12–15 years of professional experience in Cloud Infrastructure, Platform Engineering, System Engineering, or SRE, including 8 years of experience building, scaling, or transforming Platform Engineering or SRE organizations.
10 years of experience operating production environments with real customer workloads at scale, alongside 10 years of experience in highly available, secure, and scalable distributed systems design.
10 years of experience with AWS Cloud Architecture and Services (multi-account, multi-region) and 5 years of experience with AWS Organizations, Control Tower, and Service Control Policies.
8 years of experience in cloud networking (VPC design, Transit Gateway, routing, segmentation, dual-stack IPv4/IPv6).
6 years of experience with Infrastructure-as-Code (OpenTofu, Terragrunt, Packer, Ansible) and 5 years of experience in Kubernetes Platform Architecture (EKS, Bottlerocket, ARM64/Graviton, FIPS).
6 years of experience with security controls and cloud security (WAF, DDoS mitigation, layered edge/app protection), paired with 6 years of experience in network security, encryption, authentication, authorization, and identity-centric access.
5 years of experience in backup, restore, and disaster recovery for mission-critical platforms.

Nice To Haves

Relevant certifications such as AWS Solutions Architect Professional, GCP Professional Cloud Architect, CISSP, or CCSP.
Demonstrated industry impact through technical publications, conference presentations, or significant open-source contributions.
Experience with multi-cloud infrastructure management (AWS, GCP, Azure), on-premises network architecture (Juniper, Cisco, Ubiquiti), and hybrid cloud connectivity.
Expertise in distributed systems, microservice architectures, container orchestration (Kubernetes), continuous deployment at enterprise scale, global database architectures, and distributed data systems.
Deep expertise in Linux/Unix internals, file systems, system tuning, administration, networking, and troubleshooting across network, application, and distributed service layers.
Experience designing and operating centralized identity platforms (SSO, IAM federation, OAuth/OIDC) within regulated environments or compliance-driven infrastructure at enterprise or federal scale (financial services, healthcare, federal/defense).
Experience with AWS Fault Injection Simulator, resilience testing frameworks, and exposure to AI/ML infrastructure, GPU-based workloads, or agentic AI platform services.
Experience leading platform or infrastructure teams through transformational change or hyper-growth phases.

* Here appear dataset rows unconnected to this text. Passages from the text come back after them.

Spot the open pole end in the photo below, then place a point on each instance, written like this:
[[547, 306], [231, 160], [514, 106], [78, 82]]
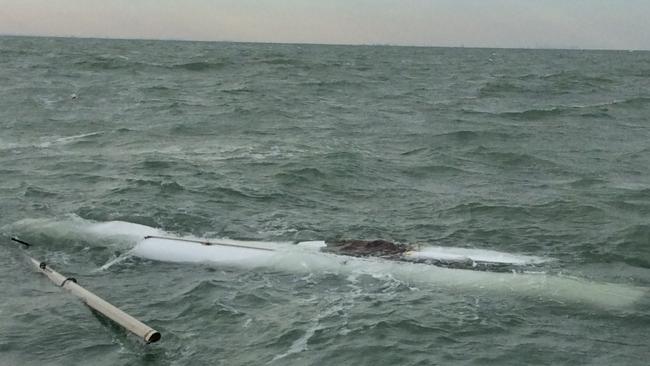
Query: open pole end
[[152, 337]]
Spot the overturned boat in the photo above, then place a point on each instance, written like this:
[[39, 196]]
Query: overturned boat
[[453, 268]]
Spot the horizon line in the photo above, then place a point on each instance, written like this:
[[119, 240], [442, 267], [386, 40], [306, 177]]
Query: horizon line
[[16, 35]]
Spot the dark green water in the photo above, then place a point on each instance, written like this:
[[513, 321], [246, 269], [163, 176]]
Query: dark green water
[[537, 152]]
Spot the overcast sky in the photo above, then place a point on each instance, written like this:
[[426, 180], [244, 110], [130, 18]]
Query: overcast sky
[[617, 24]]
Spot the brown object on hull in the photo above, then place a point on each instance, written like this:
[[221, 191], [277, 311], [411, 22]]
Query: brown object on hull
[[366, 248]]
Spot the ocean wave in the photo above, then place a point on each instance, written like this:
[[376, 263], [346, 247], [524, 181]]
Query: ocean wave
[[201, 66]]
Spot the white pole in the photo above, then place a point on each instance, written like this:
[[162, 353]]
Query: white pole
[[125, 320]]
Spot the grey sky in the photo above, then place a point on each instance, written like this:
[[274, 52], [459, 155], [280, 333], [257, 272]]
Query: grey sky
[[621, 24]]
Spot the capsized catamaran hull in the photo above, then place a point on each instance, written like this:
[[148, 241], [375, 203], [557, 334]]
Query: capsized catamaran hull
[[307, 257]]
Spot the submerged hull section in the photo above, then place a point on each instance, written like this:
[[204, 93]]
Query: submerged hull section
[[307, 258]]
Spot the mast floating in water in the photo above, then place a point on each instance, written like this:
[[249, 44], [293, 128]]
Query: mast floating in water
[[96, 303]]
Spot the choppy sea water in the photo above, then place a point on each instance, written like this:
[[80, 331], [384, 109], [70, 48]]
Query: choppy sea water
[[531, 152]]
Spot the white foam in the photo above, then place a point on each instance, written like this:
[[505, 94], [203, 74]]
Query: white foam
[[287, 258], [475, 255], [306, 258]]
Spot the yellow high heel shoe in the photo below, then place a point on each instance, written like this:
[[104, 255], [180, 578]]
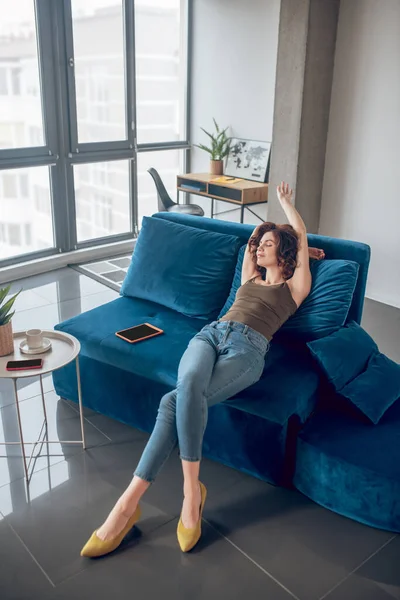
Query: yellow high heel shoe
[[96, 547], [188, 538]]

Track record of TCO optimization, capacity planning, and infrastructure capital planning for global deployments.

Responsibilities

Define the multi-year technical vision and end-to-end architecture across AWS and on-premises infrastructure, producing high-level designs for hybrid cloud connectivity.

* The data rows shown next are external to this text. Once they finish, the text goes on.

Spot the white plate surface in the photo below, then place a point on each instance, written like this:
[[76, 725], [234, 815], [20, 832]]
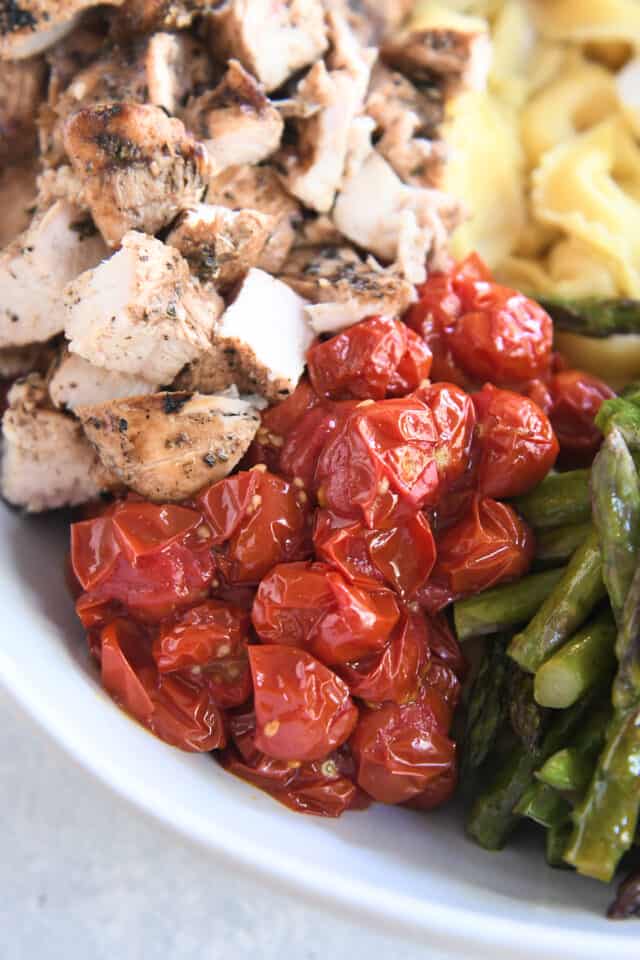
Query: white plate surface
[[396, 867]]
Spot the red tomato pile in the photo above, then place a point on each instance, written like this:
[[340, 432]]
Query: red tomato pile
[[290, 616]]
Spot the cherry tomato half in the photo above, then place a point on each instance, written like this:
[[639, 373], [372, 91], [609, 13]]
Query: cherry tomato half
[[303, 709], [359, 362], [517, 444], [577, 398], [489, 545]]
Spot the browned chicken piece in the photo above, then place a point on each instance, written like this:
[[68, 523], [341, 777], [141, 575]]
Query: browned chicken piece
[[456, 59], [236, 122], [34, 269], [272, 38], [140, 167], [140, 312], [221, 245], [159, 70], [47, 461], [27, 27], [74, 382], [408, 123], [406, 225], [343, 289], [21, 92], [169, 445], [18, 195], [315, 165], [259, 188]]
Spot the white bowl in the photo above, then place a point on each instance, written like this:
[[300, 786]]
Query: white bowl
[[393, 866]]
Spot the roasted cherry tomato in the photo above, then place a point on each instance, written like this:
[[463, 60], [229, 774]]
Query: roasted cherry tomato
[[489, 545], [577, 397], [178, 710], [455, 419], [312, 606], [517, 444], [401, 552], [303, 710], [266, 519], [210, 641], [359, 362], [414, 367], [381, 445], [399, 748], [395, 673]]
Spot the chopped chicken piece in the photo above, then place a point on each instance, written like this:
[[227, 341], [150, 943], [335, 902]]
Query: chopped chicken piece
[[18, 361], [265, 334], [405, 223], [141, 167], [342, 288], [35, 268], [169, 445], [140, 312], [18, 195], [459, 59], [47, 461], [28, 27], [314, 168], [272, 38], [259, 188], [408, 124], [76, 383], [236, 121], [219, 244], [21, 91]]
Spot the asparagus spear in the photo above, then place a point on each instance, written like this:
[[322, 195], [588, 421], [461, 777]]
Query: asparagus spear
[[491, 818], [578, 665], [544, 805], [565, 609], [605, 822], [594, 317], [504, 607], [561, 498], [556, 545], [616, 512]]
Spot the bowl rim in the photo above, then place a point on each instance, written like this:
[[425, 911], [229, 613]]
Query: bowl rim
[[470, 932]]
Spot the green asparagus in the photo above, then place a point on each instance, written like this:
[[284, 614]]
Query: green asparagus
[[565, 609], [560, 499], [594, 317], [579, 664], [605, 822], [616, 512], [556, 545], [503, 608]]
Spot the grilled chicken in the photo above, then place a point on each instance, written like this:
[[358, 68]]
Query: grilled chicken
[[457, 59], [35, 268], [259, 188], [18, 194], [47, 461], [28, 27], [236, 121], [140, 312], [405, 225], [21, 92], [140, 167], [221, 245], [75, 382], [265, 335], [272, 38], [342, 288], [315, 166], [408, 123], [169, 445]]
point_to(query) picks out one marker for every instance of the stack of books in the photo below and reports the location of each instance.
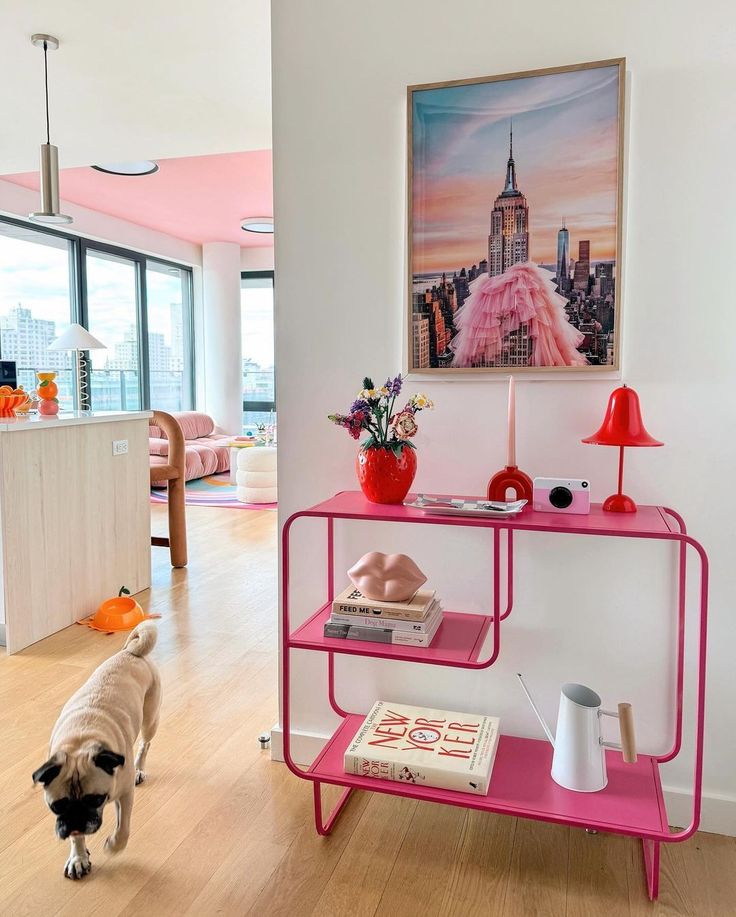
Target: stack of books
(411, 623)
(420, 746)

Architect highly available, fault-tolerant systems and drive proactive resilience strategies including chaos engineering, failure simulations, and comprehensive recovery/restore testing.

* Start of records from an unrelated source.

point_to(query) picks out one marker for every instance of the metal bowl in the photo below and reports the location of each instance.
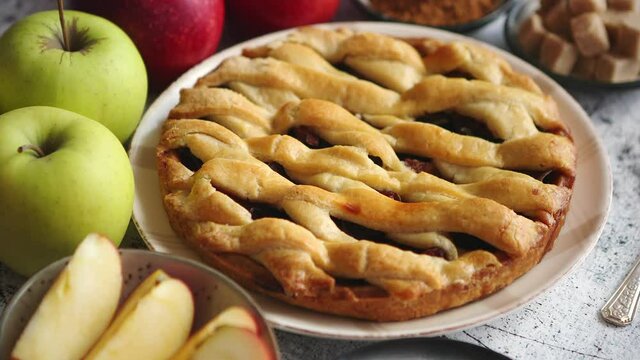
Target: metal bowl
(212, 293)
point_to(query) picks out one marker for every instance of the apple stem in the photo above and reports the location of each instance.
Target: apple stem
(65, 36)
(35, 149)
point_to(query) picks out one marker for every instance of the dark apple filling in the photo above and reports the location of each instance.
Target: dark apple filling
(547, 177)
(376, 160)
(363, 233)
(307, 136)
(459, 74)
(187, 159)
(390, 194)
(459, 124)
(260, 210)
(419, 164)
(279, 169)
(466, 242)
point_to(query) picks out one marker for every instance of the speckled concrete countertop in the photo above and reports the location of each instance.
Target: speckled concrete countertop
(562, 323)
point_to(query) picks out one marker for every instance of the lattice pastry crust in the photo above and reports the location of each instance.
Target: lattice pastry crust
(367, 176)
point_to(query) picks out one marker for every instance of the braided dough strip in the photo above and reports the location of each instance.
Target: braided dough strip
(503, 228)
(296, 258)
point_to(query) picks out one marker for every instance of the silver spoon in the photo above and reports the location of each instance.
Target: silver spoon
(621, 307)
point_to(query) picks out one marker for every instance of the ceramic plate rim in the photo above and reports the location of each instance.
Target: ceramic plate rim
(341, 328)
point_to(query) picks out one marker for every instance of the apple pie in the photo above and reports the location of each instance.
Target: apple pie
(367, 176)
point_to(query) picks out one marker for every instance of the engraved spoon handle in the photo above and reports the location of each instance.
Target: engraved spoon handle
(621, 307)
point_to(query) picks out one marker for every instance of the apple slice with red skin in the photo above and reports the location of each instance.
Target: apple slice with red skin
(232, 343)
(153, 323)
(235, 316)
(78, 307)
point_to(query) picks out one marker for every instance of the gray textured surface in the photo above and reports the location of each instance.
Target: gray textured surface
(562, 323)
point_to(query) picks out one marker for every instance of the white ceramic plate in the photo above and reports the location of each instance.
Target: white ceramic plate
(584, 223)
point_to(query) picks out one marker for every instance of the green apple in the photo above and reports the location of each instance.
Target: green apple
(62, 176)
(102, 77)
(78, 307)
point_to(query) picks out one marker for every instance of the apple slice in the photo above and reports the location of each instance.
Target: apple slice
(234, 316)
(77, 308)
(152, 324)
(232, 343)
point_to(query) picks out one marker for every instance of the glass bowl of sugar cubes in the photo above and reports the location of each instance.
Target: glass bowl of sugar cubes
(579, 42)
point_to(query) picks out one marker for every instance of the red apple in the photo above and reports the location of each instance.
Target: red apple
(172, 36)
(261, 16)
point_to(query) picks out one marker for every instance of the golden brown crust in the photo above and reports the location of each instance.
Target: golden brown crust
(216, 156)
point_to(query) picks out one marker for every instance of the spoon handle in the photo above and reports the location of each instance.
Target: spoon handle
(621, 307)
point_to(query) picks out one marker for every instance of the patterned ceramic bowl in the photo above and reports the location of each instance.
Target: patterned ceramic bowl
(212, 293)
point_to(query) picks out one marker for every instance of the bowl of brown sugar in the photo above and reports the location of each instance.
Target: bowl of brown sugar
(453, 15)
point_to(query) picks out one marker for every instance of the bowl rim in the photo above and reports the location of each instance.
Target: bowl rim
(511, 27)
(61, 263)
(465, 27)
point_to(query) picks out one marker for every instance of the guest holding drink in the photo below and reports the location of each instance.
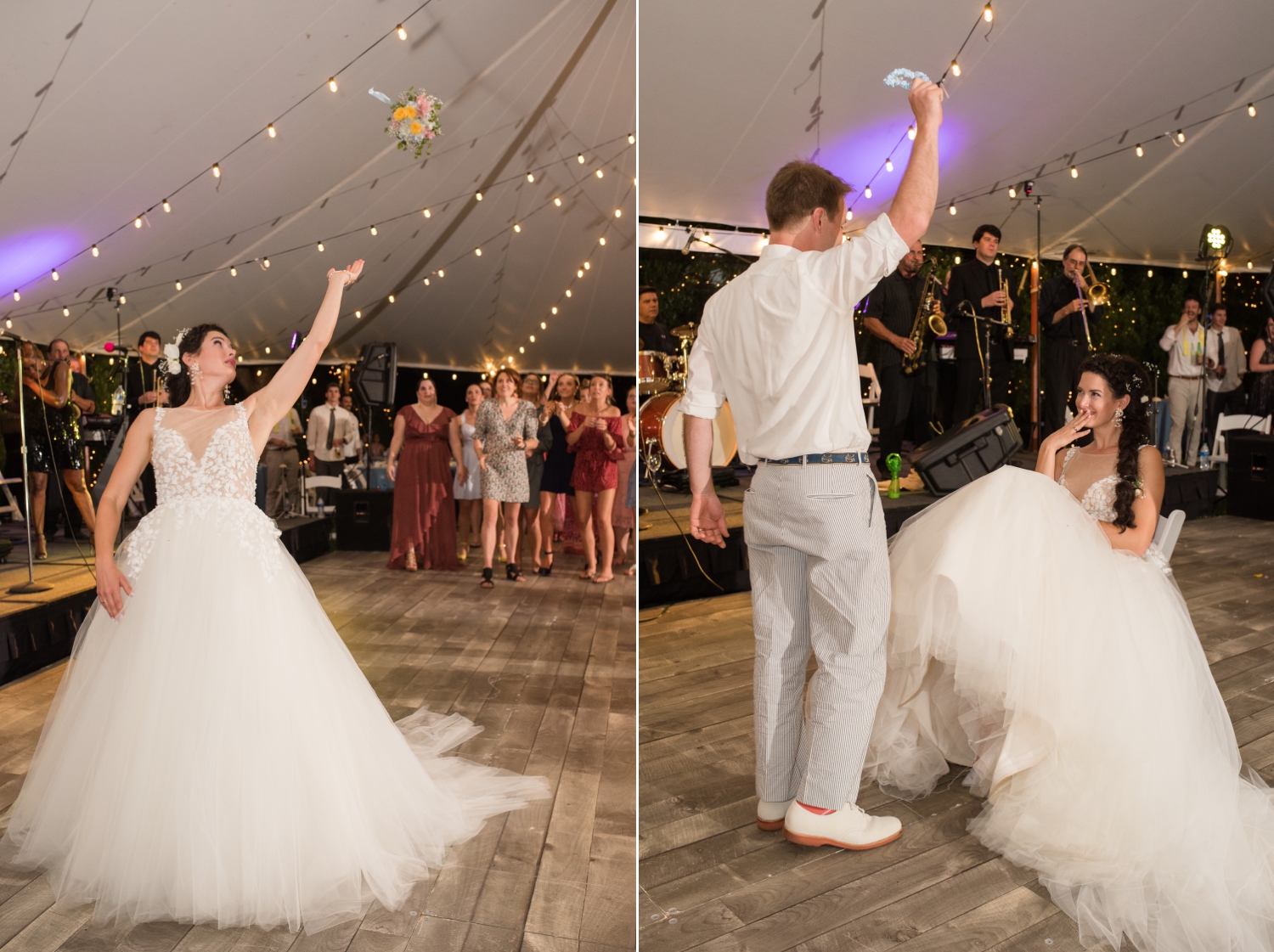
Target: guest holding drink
(595, 435)
(420, 464)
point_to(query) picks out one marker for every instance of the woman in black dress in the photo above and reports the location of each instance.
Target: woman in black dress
(54, 442)
(560, 461)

Lead infrastructure security designs utilizing network segmentation, zero-trust principles, and boundary protection, ensuring compliance with SOC 2, ISO 27001, NIST, and FedRAMP frameworks.
Maintain core platform services including identity, networking, multi-region deployments, physical servers, on-premises network gear (Juniper, Cisco, Ubiquiti), and runtime controls for agentic AI platforms.
Enforce Infrastructure-as-Code (IaC) standards and chair the Architecture Board to align technical governance and hold tie-breaking authority over engineering standards.
Establish incident response frameworks, lead critical escalations, and configure observability stacks or alerting systems to optimize platform reliability and restoration times.
Align the multi-year technical roadmap with business outcomes, capacity planning, and TCO optimization while mentoring senior technical leaders across the organization.
Promote industry thought leadership by representing the organization through external speaking engagements, publications, patents, or open-source contributions.
Execute daily technical tasks hands-on by writing production code (OpenTofu, Terragrunt, Packer, Ansible), implementing IAM/encryption controls, and debugging complex distributed system failures.